December 31, 1979
The Holy Name in Common Prayer

Feast of the Holy Name (January 1)

On December 31, 1979, the newly revised Book of Common Prayer gave wider recognition to January 1 as the Feast of the Holy Name of Jesus. Earlier Anglican calendars commonly highlighted the Feast of the Circumcision, keeping the eighth day after Christmas in clear view. The revision did not set aside that covenant sign; it reframed the church’s attention toward what the circumcision and naming together declare: the Son truly entered our humanity, submitted to God’s law, and first shed His blood for us.

The setting is the quiet faithfulness of Bethlehem’s aftermath. Mary and Joseph, ordinary saints entrusted with an extraordinary Child, obeyed what God had spoken through Moses. Their steadfast, uncelebrated obedience is its own kind of heroism—protecting, nurturing, and presenting the Messiah without fanfare, resisting both fear and pride.

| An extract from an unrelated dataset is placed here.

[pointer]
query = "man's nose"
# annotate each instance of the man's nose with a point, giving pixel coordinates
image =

Circumcision and Covenant Sign

Circumcision marked belonging to the covenant people (Genesis 17) and testified that God keeps His promises through generations. Jesus’ circumcision shows He did not come to stand above the law but to fulfill it from within our condition. He entered our obligations, our frailty, and even the cost of blood. In that first wound, the gospel’s pattern is already visible: humility before glory, suffering before triumph.

The Name “Jesus”

The feast also centers on the saving Name given from heaven. “When the eight days were completed for His circumcision, He was named Jesus, the name the angel had given Him before He was conceived.” (Luke 2:21) The Name is not a mere label; it proclaims His mission—“the LORD saves.” In one word, the church hears both promise and command: trust Him, worship Him, call upon Him.

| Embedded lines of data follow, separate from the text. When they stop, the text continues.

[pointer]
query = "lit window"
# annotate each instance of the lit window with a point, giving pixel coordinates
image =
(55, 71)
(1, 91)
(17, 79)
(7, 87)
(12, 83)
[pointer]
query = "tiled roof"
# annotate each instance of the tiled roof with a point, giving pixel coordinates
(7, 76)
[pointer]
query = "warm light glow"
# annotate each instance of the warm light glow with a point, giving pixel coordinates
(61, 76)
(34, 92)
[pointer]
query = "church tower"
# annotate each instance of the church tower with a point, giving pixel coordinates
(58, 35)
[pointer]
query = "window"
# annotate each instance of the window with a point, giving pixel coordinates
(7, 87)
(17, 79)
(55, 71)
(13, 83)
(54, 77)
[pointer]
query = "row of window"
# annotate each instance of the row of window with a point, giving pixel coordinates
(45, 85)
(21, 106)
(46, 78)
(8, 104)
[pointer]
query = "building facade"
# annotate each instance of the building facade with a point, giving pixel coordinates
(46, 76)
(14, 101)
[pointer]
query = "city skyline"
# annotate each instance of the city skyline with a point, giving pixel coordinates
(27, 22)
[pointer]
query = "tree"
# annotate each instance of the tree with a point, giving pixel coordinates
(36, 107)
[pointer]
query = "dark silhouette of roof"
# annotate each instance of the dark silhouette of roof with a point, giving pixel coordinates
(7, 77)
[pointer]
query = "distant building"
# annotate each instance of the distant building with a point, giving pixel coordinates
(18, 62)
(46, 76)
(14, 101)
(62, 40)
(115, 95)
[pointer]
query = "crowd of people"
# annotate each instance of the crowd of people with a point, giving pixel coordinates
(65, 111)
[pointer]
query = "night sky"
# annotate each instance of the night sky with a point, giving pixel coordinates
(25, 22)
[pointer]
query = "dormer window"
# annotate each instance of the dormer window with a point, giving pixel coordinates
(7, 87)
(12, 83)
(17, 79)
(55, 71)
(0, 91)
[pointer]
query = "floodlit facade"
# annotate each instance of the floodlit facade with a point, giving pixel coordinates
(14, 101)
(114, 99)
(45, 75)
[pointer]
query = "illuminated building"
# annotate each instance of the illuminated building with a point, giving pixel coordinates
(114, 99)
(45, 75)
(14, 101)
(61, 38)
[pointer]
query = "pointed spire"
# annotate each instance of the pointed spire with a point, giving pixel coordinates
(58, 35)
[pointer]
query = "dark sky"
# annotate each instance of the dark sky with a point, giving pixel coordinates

“Salvation exists in no one else, for there is no other name under heaven given to men by which we must be saved.” (Acts 4:12)

Worship and Christian Life

By highlighting the Holy Name, the 1979 calendar encouraged reverent speech, humble obedience, and confident hope. The day invites believers to begin the year confessing that rescue is not found in self-improvement or cultural strength, but in the crucified and risen Lord whose saving Name endures forever.